For those that haven’t been paying attention, Carolina was our national champion last year. They started off this campaign with three wins over UMBC, Furman, and Lehigh. Things went a little sideways starting with Hofstra in early March. Including the loss to Hofstra, the Heels went 2-5 over their next 7, culminating in a 12-8 loss against Duke. They bounced back to beat UVA, but then lost their next 2, both by a goal, to Syracuse and Notre Dame.
Since then, they won the ACC tournament, with wins over Syracuse and Notre Dame. Last Sunday, the committee awarded them a first round game against the Great Danes of Albany. So needless to say, it’s been a bit of an up and down season.

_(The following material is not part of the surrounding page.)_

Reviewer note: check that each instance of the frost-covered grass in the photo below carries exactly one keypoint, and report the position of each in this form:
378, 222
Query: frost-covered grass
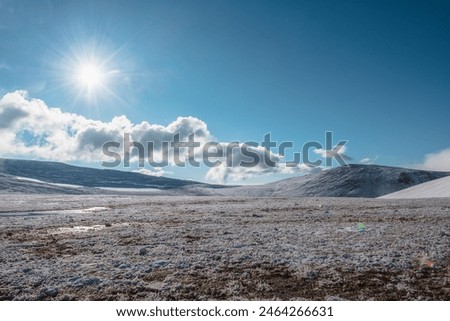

The reason I called out the UNC play shares chart is the activity pattern of one player: Stephen Kelly. His season bottomed out in the Duke game, when he won 6 out of 18 faceoffs and totaled only two ground balls. Since then, he has really rebounded, scoring 4 goals and picking up 31 ground balls (an increase of 3 GBs / game).
So many things go into a team’s performance, so it would be unfair to pin their struggles or their recent successes on Kelly. But still, it’s rare that you see any chart that so closely mirrors a team’s overall fortunes. Chalk this one up to interesting statistical quirk.